Some biopics exceed expectations by merging a compelling story with insightful character moments that allow us to better understand a historical figure’s life and struggle. Others feature a lead actor giving it their all but either make the historical story feel conventional or struggle to give it coherence. Lee Daniels’s The United States vs. Billie Holiday sadly fits into the latter category.
The title refers to the infamous 1947 court case in which famed singer Billie Holiday (Andra Day) was put on trial for drug possession as the result of a raid overseen by Federal Bureau of Narcotics director Harry J. Anslinger (Garrett Hedlund). While Holiday was indeed an addict, drugs were just the legal excuse for Anslinger’s crusade against the famed singer beyond her race and bisexuality. Specifically, he wanted to prevent her from publicly singing “Strange Fruit,” a harrowing tune that describes a Southern lynching in meticulous detail. This obsession would literally hound Holiday until her dying breath in 1959—passing away at 44 while chained to a hospital bed—because the U.S. government viewed that song’s lyrics as a threat, rather than recognize what they were calling out.
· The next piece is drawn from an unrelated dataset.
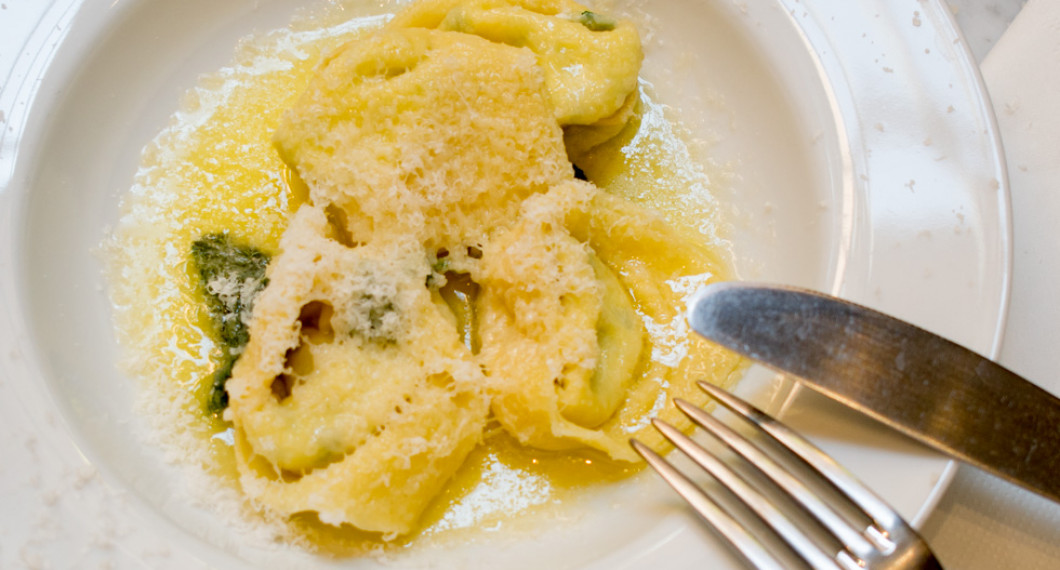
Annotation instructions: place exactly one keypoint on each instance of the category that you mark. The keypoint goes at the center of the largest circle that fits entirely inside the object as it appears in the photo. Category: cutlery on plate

Acting as a middleman between Holiday and Anslinger is Jimmy Fletcher (Moonlight’s Trevante Rhodes), a Black federal agent who played a hand in her initial arrest and prison sentence. From there, he’s repeatedly assigned to gain Holiday’s trust in order to locate any shred of narcotics-related evidence to use against her, since no white agent could ever get as close. However, while Fletcher was real, the romance they form in the film is based more on assumption than fact, mainly existing to underline his gradual realization that the government never saw him as one of its own but rather a tool to quash any possible racial reckoning in American culture. (The era’s bureaucratic disruption and propaganda techniques would go on to be replicated in everything from the 1970s COINTELPRO operations to anti-Black Lives Matter rhetoric on Fox News.)
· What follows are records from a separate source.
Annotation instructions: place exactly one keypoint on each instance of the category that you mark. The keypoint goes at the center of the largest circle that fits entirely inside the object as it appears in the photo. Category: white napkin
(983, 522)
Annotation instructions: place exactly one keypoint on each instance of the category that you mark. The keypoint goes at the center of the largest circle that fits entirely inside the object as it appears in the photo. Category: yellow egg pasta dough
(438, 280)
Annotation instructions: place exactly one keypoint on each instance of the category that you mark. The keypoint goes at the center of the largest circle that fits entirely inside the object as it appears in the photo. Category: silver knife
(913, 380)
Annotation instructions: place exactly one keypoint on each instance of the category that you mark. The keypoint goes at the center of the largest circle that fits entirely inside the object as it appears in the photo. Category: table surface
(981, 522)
The problem with this setup is how confusing and convoluted the movie feels. Daniels’s story moves erratically between various postwar years without much indication of when certain events occur, only occasionally jumping back to its initial framing device: Billie’s interview with a nosy, flamboyant journalist played by Leslie Jordan. What we get is a hodgepodge of nightclub tours, brief court scenes, and interactions with various romantic partners, including Fletcher, Billie’s future husband Louis McKay (Rob Morgan), and an implied relationship with actress Tallulah Bankhead (Natasha Lyonne). These moments are meant to parallel the government’s unyielding treatment of Holiday with the abusiveness of her male partners, but they often come across as slice-of-life interactions rather than as elaborations on the story.
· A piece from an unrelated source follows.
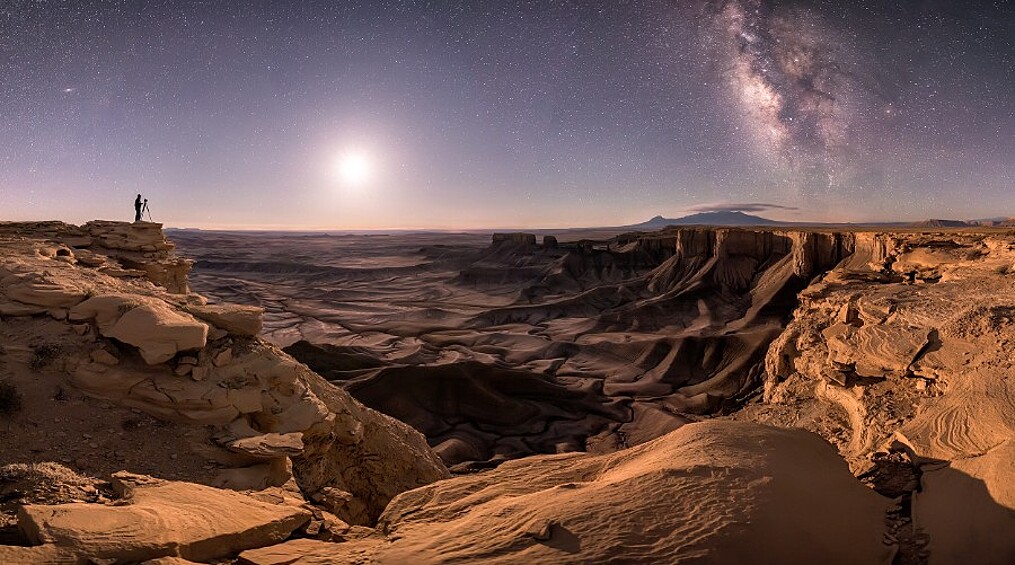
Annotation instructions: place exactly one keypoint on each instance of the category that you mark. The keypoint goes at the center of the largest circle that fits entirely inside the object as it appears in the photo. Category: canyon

Another issue, albeit one this movie had no control over, is how many movies in the past few months have tackled its themes better. Ma Rainey’s Black Bottom dealt with racism in the 20th century American music industry, while MLK/FBI identified how eager the federal government was to undermine Martin Luther King Jr.’s credibility. Judah and the Black Messiah also provided a similar critique about law enforcement’s record of targeting black activists because their protests were viewed as a threat to white supremacy. Here, while the script tries to center on the ways in which “Strange Fruit” put a target on Holiday’s back, so much stuff happens per scene that there’s little room to analyze the song’s impact outside of its MacGuffin status.
The one time we do hear the song play in its entirety happens during the film’s best moment: a drug-fueled nightmare scenario of Southern horrors that transitions into Holiday belting out her song on an empty stage. It, like most of the film’s better scenes, are effective thanks to Day’s performance of a woman who lost her innocence when young and yet perseveres in the face of life’s cruelties. Though victimized by everything from the patriarchy to heroin, Holiday keeps singing because she knows her voice has power, and is unwilling to let anyone prevent her from wielding it otherwise.
Even with Day’s Golden Globe win for best actress under its belt, The United States vs. Billie Holiday as a biopic pales in comparison to the lead performance. Without a concise narrative direction, the film just feels like a series of events designed to generate outrage about the injustices Holiday endured, but little else. In that sense it suffers from a major biopic movie sin: not leaving much impression about an important person’s life.